The players…
Fontaine had a few problems, as he liked to call them- “growing pains” during his first term in office. He had a tendency to appoint people with less than perfect backgrounds. Some of them made it through, but others had to be cut out. Fontaine was secretly pleased with the level of forgiveness in the American voting populace, especially when you promised them things they wanted to hear. Publicly, he was a stalwart defender of the little guy. Privately, he felt that most if not all average Americans were idiots and fools. This is one of the reasons he felt compelled to lead them into the new era. Fontaine was careful though; only a select trusted few around him knew how he felt.
President Tyler Fontaine was a tall angular athletic man of fifty two. His dark straight hair was kept short and combed back in a suave fashion. The women loved him, especially those in the media and entertainment world.
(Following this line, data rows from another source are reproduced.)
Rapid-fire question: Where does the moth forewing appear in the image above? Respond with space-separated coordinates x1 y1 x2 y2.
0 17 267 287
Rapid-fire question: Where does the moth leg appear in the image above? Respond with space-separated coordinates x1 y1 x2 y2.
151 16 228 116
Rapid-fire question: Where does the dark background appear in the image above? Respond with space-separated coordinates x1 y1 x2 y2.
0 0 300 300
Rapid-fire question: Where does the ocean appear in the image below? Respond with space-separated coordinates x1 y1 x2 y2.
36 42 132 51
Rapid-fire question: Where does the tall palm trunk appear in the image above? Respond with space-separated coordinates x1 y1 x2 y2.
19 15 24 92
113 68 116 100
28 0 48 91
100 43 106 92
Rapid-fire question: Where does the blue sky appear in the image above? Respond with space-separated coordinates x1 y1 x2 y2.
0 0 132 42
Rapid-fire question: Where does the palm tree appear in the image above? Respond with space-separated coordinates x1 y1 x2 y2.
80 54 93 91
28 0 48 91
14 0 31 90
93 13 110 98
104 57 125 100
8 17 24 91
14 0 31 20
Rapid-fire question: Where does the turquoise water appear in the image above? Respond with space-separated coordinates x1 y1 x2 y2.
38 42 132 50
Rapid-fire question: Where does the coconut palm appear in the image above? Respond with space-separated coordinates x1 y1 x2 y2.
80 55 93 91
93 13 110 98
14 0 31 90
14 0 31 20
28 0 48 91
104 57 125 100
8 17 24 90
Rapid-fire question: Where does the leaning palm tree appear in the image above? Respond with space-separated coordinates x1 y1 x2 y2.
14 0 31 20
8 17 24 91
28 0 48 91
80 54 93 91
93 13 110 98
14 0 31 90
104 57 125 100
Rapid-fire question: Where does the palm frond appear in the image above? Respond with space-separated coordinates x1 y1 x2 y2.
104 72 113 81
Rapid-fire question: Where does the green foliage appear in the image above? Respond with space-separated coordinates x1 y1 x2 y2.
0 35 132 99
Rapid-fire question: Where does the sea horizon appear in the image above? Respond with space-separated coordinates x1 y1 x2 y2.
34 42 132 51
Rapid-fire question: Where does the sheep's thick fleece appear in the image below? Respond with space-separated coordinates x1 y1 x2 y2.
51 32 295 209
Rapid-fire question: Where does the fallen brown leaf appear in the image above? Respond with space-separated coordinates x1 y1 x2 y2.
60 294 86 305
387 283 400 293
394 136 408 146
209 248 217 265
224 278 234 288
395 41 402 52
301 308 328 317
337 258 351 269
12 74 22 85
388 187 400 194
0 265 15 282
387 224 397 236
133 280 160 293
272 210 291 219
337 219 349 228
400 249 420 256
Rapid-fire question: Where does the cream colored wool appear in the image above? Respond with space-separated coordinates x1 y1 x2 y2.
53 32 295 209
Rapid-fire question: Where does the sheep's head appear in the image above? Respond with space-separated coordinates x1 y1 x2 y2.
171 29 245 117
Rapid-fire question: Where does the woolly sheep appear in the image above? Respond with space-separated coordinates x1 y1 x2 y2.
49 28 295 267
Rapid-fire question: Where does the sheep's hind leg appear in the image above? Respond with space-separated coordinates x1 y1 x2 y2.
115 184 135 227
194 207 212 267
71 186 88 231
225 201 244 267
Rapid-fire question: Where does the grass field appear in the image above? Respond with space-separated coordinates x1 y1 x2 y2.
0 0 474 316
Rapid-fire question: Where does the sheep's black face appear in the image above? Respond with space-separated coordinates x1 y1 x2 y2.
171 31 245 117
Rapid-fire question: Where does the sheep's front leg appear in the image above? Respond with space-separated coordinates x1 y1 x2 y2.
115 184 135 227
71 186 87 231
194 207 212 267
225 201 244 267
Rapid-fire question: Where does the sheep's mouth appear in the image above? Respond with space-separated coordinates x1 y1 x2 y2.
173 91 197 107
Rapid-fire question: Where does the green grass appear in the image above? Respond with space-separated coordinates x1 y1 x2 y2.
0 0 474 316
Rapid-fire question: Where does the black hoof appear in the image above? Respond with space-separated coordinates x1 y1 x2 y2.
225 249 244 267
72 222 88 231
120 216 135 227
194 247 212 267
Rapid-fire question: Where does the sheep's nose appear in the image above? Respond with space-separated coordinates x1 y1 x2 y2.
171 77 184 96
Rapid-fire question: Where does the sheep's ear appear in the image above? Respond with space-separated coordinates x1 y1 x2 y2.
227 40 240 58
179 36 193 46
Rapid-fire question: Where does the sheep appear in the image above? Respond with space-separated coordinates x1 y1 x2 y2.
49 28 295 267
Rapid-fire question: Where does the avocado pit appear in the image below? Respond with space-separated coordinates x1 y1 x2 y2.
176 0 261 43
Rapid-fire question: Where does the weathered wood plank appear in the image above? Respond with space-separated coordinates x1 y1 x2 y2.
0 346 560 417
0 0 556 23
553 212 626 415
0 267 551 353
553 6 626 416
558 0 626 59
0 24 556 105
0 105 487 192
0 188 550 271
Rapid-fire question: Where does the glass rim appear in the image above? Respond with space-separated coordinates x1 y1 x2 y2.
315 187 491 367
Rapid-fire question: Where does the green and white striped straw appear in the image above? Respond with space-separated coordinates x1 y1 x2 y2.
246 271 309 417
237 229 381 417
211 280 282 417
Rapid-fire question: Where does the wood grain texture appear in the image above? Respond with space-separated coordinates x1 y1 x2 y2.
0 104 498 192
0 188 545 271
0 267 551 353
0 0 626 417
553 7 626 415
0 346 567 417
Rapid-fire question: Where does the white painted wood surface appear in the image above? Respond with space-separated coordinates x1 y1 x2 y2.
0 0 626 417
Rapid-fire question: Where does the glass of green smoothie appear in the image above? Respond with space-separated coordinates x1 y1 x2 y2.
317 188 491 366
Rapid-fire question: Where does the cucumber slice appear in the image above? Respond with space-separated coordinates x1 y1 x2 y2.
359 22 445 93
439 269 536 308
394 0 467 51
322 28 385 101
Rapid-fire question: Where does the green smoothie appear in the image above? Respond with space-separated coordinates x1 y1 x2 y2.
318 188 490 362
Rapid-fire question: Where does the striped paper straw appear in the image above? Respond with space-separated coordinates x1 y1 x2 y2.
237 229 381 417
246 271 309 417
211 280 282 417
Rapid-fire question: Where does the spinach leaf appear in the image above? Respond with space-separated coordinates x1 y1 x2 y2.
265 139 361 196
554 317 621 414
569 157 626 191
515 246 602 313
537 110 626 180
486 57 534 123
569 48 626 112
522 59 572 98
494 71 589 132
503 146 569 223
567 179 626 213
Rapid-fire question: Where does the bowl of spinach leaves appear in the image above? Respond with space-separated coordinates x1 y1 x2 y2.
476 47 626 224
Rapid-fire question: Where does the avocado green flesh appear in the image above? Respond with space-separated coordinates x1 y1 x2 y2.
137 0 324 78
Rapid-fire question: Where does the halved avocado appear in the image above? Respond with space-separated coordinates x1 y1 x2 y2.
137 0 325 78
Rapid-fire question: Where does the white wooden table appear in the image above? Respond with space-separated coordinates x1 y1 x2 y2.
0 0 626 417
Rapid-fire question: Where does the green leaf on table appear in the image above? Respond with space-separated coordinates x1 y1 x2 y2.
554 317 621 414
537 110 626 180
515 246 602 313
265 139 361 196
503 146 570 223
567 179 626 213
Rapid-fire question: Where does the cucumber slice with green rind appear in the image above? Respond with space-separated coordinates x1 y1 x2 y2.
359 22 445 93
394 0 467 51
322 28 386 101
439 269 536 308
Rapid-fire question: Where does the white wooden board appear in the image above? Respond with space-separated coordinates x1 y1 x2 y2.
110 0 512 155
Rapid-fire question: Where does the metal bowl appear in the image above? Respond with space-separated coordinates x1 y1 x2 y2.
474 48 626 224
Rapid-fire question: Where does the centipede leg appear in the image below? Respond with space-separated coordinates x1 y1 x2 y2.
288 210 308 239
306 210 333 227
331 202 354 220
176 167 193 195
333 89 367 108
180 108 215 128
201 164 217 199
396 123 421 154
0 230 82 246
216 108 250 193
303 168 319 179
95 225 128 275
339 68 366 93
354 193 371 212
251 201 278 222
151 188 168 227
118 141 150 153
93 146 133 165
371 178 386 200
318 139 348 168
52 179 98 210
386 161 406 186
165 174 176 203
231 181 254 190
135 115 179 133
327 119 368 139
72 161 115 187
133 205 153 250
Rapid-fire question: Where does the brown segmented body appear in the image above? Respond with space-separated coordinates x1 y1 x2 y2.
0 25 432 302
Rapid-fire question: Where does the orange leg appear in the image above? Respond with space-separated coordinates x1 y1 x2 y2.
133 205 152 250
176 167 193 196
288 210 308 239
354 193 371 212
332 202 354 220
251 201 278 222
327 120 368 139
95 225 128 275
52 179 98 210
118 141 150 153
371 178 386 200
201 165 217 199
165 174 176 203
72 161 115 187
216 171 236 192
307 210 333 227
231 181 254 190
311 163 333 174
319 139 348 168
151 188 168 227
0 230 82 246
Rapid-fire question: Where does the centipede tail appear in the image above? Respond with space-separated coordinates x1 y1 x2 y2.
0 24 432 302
He could be very convincing and persuasive. Some people swore could talk a nun out of her habit. But at the moment, Fontaine wasn’t thinking about sex. He was sitting back in the thick leather chair at the head of the long dark oak table. A number of important people were also seated around it. Fontaine was holding a meeting in one of the secure rooms in the White House. He picked the room because he was sure there were no bugs or other surveillance devices that would be able to record anything said inside. Absolute secrecy was necessary for his plan to work. Fontaine surveyed the group he had ordered there. He, like all the men there except one, were dressed in the obligatory dark suit and power tie. At the table to his left sat George Chandris, secretary of Treasury and the mastermind behind the monetary policies. Next to him was the deputy director of the FBI Robert Johnson. To Johnson’s left was the only man not dressed in civilian clothes, he was the key to it all. That man was the head of the Joint Chiefs of Staff Army General Vladimir Chechecko, a second generation Yugoslavian, whose father was a great freedom fighter in World War Two. His uniform displayed numerous medals regaling Chechecko’s almost thirty year service. Across from the three sat two other men, Daniel Stoner the Secretary of the Interior and Walter Weedman the Majority leader of the Senate.